Il ne faudrait pas se méprendre sur les véritables sentiments de Sournois. Il n’était pas d’une nature assez délicate pour que la seule injure qu’il eût reçue de son maître le poussât à vouloir s’en venger en volant l’intendant. Le soufflet n’était qu’un prétexte et le vol avait été rêvé longtemps avant le coup reçu. Entouré de gens qui n’étaient guère de meilleure extraction que lui, et qui faisaient rapidement d’immenses fortunes, Sournois avait conscience de ses petits talents et s’était senti pris de la fièvre contagieuse du gain. Lui aussi voulait devenir riche. Longtemps il avait songé à éventer la cache du souterrain de Beaumanoir pour enlever le trésor de l’intendant. Mais outre que les circonstances avaient jusque-là peu prêté la main à l’exécution de ce projet, il lui en avait coûté de payer d’une aussi noire ingratitude les bontés dont son maître l’avait accablé.
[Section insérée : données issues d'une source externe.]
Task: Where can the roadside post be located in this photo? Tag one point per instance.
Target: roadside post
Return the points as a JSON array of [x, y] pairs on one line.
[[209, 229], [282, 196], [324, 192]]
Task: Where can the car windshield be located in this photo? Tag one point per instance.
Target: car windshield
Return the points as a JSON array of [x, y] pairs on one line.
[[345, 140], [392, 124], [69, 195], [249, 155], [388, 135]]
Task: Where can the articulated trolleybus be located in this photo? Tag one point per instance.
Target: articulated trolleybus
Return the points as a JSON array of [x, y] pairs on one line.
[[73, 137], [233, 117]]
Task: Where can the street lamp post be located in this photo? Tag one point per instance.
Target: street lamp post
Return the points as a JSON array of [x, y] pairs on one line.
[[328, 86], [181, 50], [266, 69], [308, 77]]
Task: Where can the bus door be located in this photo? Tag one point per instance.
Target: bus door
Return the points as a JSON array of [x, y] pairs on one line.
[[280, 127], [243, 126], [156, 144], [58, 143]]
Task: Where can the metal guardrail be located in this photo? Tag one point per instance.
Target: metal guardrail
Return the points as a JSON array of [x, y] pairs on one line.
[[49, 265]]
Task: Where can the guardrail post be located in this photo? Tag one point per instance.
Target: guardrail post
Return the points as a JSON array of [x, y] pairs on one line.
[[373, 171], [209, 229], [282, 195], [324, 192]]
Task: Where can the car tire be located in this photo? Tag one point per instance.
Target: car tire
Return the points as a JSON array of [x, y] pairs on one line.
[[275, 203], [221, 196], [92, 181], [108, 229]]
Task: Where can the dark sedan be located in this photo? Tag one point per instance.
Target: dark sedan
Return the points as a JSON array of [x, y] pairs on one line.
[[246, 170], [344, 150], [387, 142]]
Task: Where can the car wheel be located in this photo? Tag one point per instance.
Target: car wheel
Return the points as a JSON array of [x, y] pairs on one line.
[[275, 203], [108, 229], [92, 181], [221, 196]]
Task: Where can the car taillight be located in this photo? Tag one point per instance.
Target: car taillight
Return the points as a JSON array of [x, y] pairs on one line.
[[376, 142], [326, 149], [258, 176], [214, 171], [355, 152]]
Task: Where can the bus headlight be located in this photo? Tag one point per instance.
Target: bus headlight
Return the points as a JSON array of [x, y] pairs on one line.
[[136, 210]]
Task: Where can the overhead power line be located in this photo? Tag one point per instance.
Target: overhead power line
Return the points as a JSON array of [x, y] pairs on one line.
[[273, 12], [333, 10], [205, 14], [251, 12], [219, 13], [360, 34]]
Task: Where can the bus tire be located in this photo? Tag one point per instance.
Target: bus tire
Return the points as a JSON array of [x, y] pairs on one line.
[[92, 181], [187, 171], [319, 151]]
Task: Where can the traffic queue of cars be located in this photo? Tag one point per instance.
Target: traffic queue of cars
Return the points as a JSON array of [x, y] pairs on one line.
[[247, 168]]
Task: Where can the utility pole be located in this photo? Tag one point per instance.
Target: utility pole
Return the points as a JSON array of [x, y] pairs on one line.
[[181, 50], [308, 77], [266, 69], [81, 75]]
Aussi avait-il saisi avec empressement l’idée de vengeance que le soufflet de Bigot lui avait inspirée.

— Toujours est-il, murmura-t-il en s’endormant, que ce coup de poing vaut bien plus que son pesant d’or !

Bigot avait des espions dans le camp des Anglais. Aussi apprit-il, quelques jours après la bataille de Montmorency, que Wolfe était malade. Il lui fallut alors attendre le rétablissement du Général pour s’aboucher avec lui.

Il eut donc tout le loisir de méditer ses projets coupables et de se concerter avec Vergor pour que personne ne fût compromis dans la lâche trahison qu’ils allaient accomplir. On verra par la suite que le complot était bien ourdi. — Maintenant l’on doit s’expliquer la présence de Sournois au camp de l’Ange-Gardien.